|
|
|
|
|
by Jenk
1816 days ago
|
|
We don't even need to pretend it is an outside-of-technical-people problem. Developers (and just people in general) are just as guilty at mis-estimating their own capacity for work. By this I mean we forget we have other things - we don't accurately account for meetings and side-tasks. We underestimate the complexity of even simple tasks. We don't account for the flames we fight habitually without much consideration. We don't even recognise the amount of time we spend just relaying and receiving information. Those intriguing and important (and still work related just not explicitly about the task we have estimated) slack messages and water cooler moments aren't accounted for in our estimates.

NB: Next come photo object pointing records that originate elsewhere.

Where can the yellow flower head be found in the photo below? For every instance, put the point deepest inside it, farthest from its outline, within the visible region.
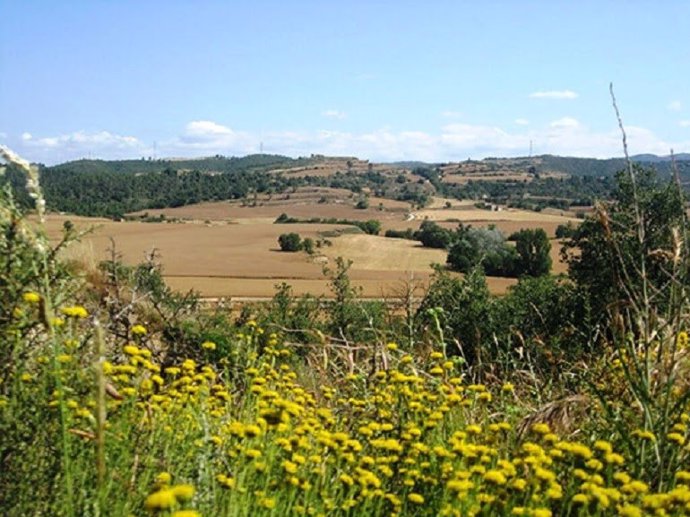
(183, 492)
(139, 330)
(161, 500)
(31, 297)
(75, 311)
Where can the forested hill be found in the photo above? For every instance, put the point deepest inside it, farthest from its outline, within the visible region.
(213, 164)
(115, 188)
(595, 167)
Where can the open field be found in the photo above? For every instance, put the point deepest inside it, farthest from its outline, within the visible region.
(230, 249)
(304, 203)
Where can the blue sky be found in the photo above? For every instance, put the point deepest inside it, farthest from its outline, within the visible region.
(384, 80)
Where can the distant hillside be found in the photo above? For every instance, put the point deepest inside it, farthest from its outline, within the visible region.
(219, 164)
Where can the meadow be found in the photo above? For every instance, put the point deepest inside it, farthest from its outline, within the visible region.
(121, 397)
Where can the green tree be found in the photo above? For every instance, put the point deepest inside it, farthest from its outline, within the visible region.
(431, 235)
(610, 248)
(308, 245)
(485, 247)
(465, 315)
(533, 252)
(290, 242)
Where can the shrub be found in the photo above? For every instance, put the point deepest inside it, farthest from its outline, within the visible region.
(290, 242)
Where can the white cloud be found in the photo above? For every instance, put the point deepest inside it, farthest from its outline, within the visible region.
(565, 122)
(453, 141)
(209, 137)
(83, 141)
(334, 114)
(554, 94)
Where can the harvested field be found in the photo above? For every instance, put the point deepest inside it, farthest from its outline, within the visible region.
(506, 214)
(243, 260)
(305, 203)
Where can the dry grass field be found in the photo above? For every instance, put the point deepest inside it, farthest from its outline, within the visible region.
(230, 249)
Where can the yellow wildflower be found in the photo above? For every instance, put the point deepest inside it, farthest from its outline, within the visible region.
(75, 311)
(31, 297)
(415, 498)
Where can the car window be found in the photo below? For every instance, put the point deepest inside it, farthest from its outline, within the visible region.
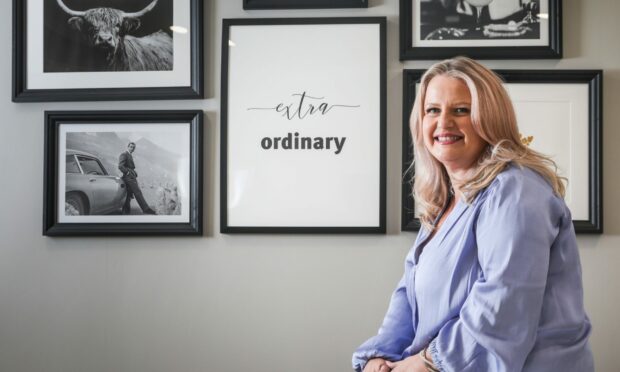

Most estimates are inherently given on a "if I am in a perfect working environment with no interruptions" basis and we don't even acknowledge _that_. This is all before we even begin to appreciate that even perfect world estimates are hard because, as Ron Jeffries said: Even with clear requirements — and it seems that they never are — it is still almost impossible to know how long something will take, because we’ve never done it before. If we had done it before, we’d just give it to you.
|
|
I had the experience of working at a company that had the practice of rigorously tracking engineer-hours. Through a time-card system. (this was for billing our clients). This way we always had a paper trail of how long we spent on a given task or project, and it was generally "against the rules" to bill hours you weren't directly working on that project.
This led to having an awareness of that imperfect working environment, and was a powerful enabler of making good estimates.
On the other hand: that documentation effort wasn't free either.